2006-08-16 18:24:00 +0000

I see iPods everywhere, probably for two reasons:

  1. Everyone owns an iPod (but me).
  2. Okay, not everyone owns an iPod, but everyone at my college owns an iPod (but me).

Also, I went to Target today. Walking in the electronics department, I passed an aisle that was almost entirely devoted to iPod accessories. There were about a dozen different home stereo systems, the top of which one docks oneʼs iPod into so one doesnʼt have to stick white earbuds into oneʼs ears while at oneʼs home.

I may not have an iPod, but I use iTunes, and I like listening to music, too. And last night I discovered that I had all the pieces necessary to put together an incredibly geeky and reasonably mid-to-high-tech home stereo system.

Ingredients:

  1. My computer. Well, one of my computers. There are five computers in my apartment right now. Three belong to me, one belongs to my work but Iʼm responsible for it and I act like it belongs to me, and the last one belonged to my former roommate and will belong to my next roommate when he arrives.
  2. My router. Well, one of my routers. There are three routers in my apartment right now.

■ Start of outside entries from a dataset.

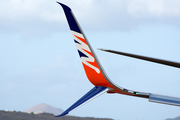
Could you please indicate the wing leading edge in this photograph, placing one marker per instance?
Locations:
(96, 74)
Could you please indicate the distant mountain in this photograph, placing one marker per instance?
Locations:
(5, 115)
(177, 118)
(44, 108)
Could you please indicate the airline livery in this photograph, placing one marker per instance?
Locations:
(97, 76)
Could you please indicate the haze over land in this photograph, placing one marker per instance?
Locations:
(40, 63)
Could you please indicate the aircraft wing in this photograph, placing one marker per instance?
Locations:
(95, 73)
(160, 61)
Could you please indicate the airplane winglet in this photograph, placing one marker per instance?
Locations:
(93, 93)
(70, 18)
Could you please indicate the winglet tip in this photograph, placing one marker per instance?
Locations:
(63, 6)
(63, 114)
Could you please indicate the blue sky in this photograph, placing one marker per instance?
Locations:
(40, 63)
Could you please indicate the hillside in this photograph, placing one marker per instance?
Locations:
(4, 115)
(177, 118)
(41, 108)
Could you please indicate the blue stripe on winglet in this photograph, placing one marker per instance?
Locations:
(70, 18)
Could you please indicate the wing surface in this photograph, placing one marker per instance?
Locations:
(94, 70)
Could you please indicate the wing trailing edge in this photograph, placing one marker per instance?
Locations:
(96, 74)
(150, 59)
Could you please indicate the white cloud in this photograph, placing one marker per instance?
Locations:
(37, 18)
(155, 8)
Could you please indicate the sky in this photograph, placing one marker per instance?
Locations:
(40, 64)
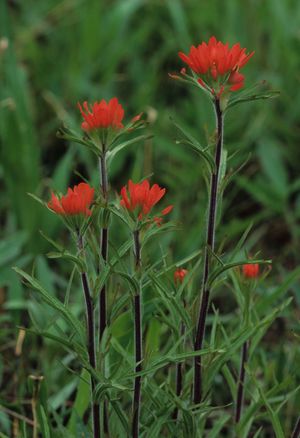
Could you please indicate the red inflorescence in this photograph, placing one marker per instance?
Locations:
(140, 198)
(102, 115)
(251, 270)
(179, 275)
(77, 201)
(217, 65)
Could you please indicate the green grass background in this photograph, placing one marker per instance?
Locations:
(62, 52)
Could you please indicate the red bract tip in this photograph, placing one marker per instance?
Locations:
(76, 201)
(179, 275)
(140, 198)
(102, 115)
(251, 270)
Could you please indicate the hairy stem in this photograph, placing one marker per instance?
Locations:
(138, 343)
(179, 377)
(296, 431)
(210, 241)
(91, 342)
(104, 255)
(241, 383)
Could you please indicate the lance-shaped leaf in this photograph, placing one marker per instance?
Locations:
(70, 135)
(252, 95)
(66, 255)
(190, 141)
(52, 301)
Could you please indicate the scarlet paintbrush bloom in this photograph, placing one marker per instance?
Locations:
(179, 275)
(251, 270)
(77, 201)
(140, 198)
(102, 115)
(217, 65)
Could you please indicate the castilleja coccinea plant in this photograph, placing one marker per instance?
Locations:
(180, 308)
(179, 275)
(77, 201)
(217, 66)
(139, 199)
(102, 115)
(251, 270)
(216, 70)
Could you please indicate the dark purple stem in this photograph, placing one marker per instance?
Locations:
(210, 241)
(138, 343)
(104, 255)
(103, 244)
(241, 383)
(179, 377)
(91, 342)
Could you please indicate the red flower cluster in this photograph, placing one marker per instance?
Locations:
(251, 270)
(76, 201)
(179, 275)
(217, 65)
(140, 198)
(102, 115)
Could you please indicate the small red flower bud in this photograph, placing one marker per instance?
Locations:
(251, 270)
(140, 198)
(179, 275)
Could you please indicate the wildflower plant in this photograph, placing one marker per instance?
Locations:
(140, 383)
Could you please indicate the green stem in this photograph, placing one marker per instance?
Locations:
(138, 342)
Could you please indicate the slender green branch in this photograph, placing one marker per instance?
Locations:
(296, 431)
(91, 342)
(138, 342)
(210, 241)
(104, 255)
(241, 383)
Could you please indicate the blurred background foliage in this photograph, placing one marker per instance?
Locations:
(55, 53)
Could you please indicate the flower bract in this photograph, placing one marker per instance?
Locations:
(77, 201)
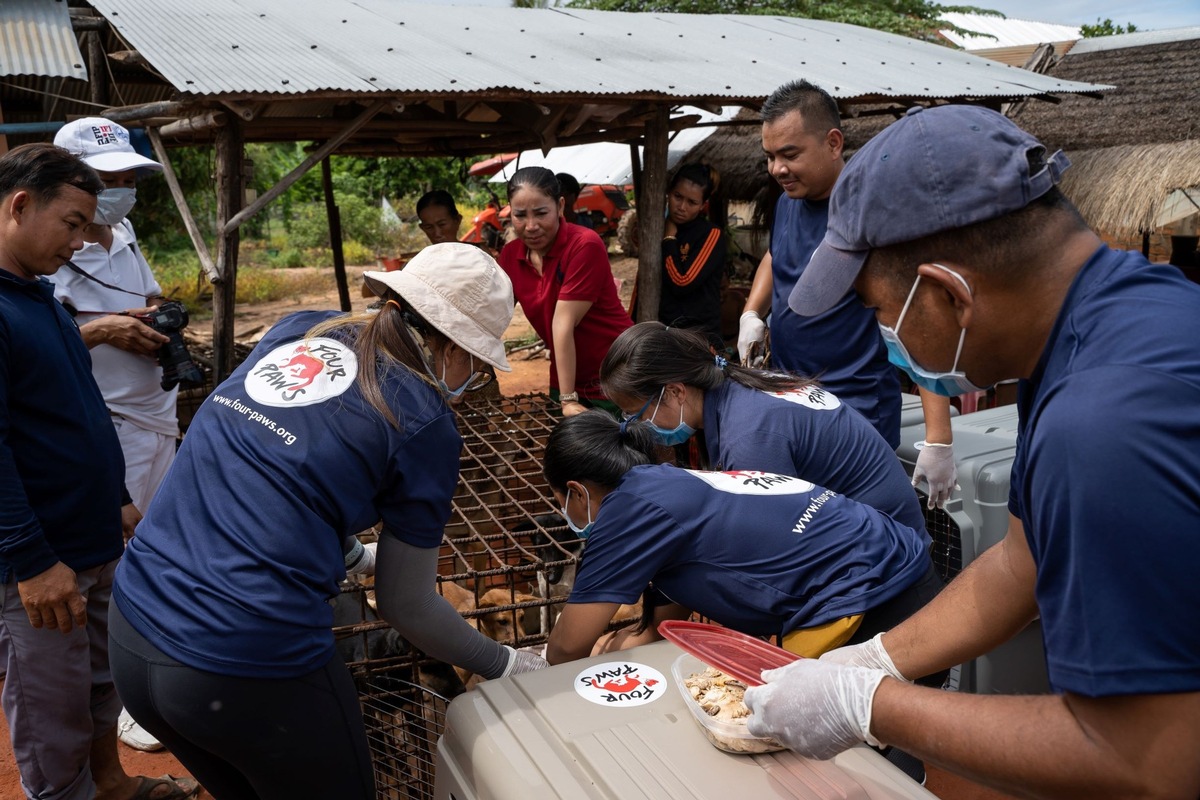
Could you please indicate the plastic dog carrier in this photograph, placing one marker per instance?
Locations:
(976, 518)
(617, 727)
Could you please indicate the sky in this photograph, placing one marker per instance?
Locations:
(1150, 14)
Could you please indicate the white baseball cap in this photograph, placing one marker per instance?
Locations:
(459, 289)
(103, 145)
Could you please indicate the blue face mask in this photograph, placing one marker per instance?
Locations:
(670, 437)
(947, 384)
(586, 530)
(456, 392)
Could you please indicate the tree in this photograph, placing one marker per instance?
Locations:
(915, 18)
(1105, 28)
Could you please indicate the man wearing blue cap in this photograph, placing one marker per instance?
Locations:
(949, 224)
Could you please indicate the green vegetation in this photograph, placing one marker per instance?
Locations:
(292, 232)
(916, 18)
(1105, 28)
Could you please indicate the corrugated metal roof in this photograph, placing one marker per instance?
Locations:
(1005, 32)
(36, 40)
(255, 47)
(1135, 40)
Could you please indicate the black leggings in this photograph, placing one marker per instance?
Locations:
(886, 617)
(247, 738)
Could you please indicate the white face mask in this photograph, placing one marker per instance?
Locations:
(114, 204)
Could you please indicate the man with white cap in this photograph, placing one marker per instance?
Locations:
(103, 286)
(948, 223)
(222, 642)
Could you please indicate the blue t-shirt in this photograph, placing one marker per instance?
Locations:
(761, 553)
(61, 470)
(1107, 480)
(233, 567)
(843, 347)
(808, 433)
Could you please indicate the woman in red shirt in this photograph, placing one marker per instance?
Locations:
(562, 278)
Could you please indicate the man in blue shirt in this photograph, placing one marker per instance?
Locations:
(63, 501)
(802, 139)
(951, 227)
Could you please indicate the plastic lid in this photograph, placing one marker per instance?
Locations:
(731, 651)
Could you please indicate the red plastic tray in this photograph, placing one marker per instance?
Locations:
(731, 651)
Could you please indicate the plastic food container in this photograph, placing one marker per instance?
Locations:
(730, 737)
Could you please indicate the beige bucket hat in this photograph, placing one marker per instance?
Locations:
(459, 289)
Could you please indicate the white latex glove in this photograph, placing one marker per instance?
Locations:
(751, 330)
(935, 464)
(871, 655)
(360, 560)
(522, 661)
(816, 708)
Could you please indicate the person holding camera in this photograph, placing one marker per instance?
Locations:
(63, 506)
(109, 290)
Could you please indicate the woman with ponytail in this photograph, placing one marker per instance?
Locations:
(754, 420)
(221, 623)
(765, 554)
(693, 254)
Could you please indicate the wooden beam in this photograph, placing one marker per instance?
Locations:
(231, 154)
(193, 125)
(136, 113)
(649, 216)
(305, 166)
(335, 233)
(177, 193)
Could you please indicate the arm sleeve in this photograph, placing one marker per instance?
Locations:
(702, 268)
(585, 269)
(22, 540)
(406, 578)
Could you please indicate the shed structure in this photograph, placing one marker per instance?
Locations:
(1135, 156)
(385, 78)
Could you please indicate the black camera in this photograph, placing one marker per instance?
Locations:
(177, 362)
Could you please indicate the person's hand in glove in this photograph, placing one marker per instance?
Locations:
(870, 654)
(751, 330)
(815, 708)
(522, 661)
(935, 464)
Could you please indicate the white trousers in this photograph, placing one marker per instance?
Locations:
(148, 456)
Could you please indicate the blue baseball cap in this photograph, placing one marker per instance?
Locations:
(934, 169)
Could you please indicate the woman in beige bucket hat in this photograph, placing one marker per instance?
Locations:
(223, 597)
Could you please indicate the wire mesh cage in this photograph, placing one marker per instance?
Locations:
(507, 561)
(947, 547)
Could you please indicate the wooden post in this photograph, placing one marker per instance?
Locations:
(97, 76)
(185, 211)
(649, 215)
(229, 197)
(335, 234)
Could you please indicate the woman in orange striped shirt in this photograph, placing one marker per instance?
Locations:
(693, 256)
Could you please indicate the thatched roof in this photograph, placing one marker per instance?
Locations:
(1157, 98)
(1121, 190)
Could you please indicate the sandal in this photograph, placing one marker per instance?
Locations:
(181, 788)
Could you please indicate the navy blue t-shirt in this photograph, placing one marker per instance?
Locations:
(61, 470)
(241, 548)
(843, 347)
(761, 553)
(808, 433)
(1107, 480)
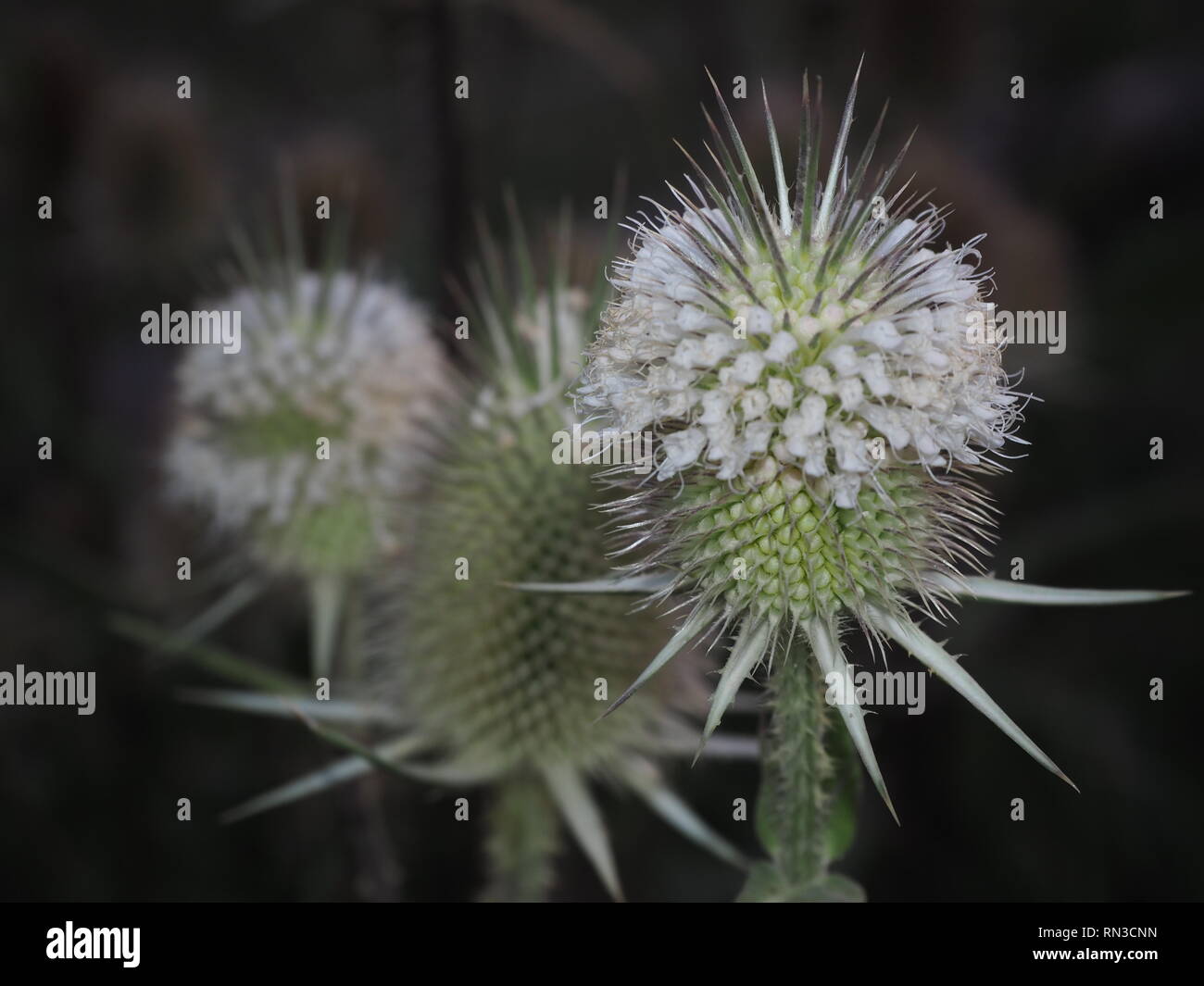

They all belong to me and they all function with varying degrees of … functionality. One of them is a wireless (Netgear) router I bought from Goodwill. It doesnʼt work. One is a wireless (Belkin) I bought from Walmart. It works well and itʼs the one I actually use on my internet connection. The last one, a Linksys wired-only I bought from Radio Shack, is the one I am using for this project. It is ideal for the task because it got fried in a power surge a few months ago, and now it only works as a DHCP server; it will network four computers together, but it canʼt be used to pass an internet connection through.
  3. Some speakers. My former roommate had some nice ones hooked up to his computer (the computer he left here). The speakers stayed with the computer. They are composed of a subwoofer and two satellites.
  4. Network cables. Of course.
  5. One more computer. Iʼm using the little tablet from my work, because it is portable.

I had all the pieces, so I went about setting it up.

First, my desktop computer (it has a name: Tatooine) that has all the music on it was moved into the living room. I have some shelves built into the wall, and Tatooine fit very nicely into the bottom shelf. There is a nearby electrical socket, too, so I didnʼt need any extension cords or power strips.

Tatooine is configured to log in to my account automatically when it starts up. Also, it will start up even if nothing is plugged in to it. By nothing, I mean no keyboard, mouse, or monitor. I find it funny because every time I start it, the motherboard gives the “Help, there arenʼt any peripherals plugged in!” beep code sequence. But it starts up anyway.

Tatooine is running Windows XP Professional, which turns out to be important, because I couldnʼt do this (as easily) if it were running Home Edition. Why, you ask? Because only Pro allows you to log in to the computer remotely. And you can bet thatʼs turned on.

So Tatooine is on the bottom shelf, running, and the speakers are plugged into the sound card and there is an network cable running from Tatooine to the half-broken router. Tatooine has an IP address.

Now I bring over the tablet (it has a name: Alderaan) and run a network cable from it to the router. Now Alderaan has an IP address. From Alderaan I connectected via Remote Desktop Connection to Tatooine.

Bingo! I run iTunes and control it like normal. Even though I am controlling everything from Alderaan, the program itself is running on Tatooine, so once I start a playlist playing, I can disconnect and shut down Alderaan and the music, it flows!

So basically, I went though this whole ordeal so I could play the music I want, on the speakers I want, in the room I want. I think itʼs worth it.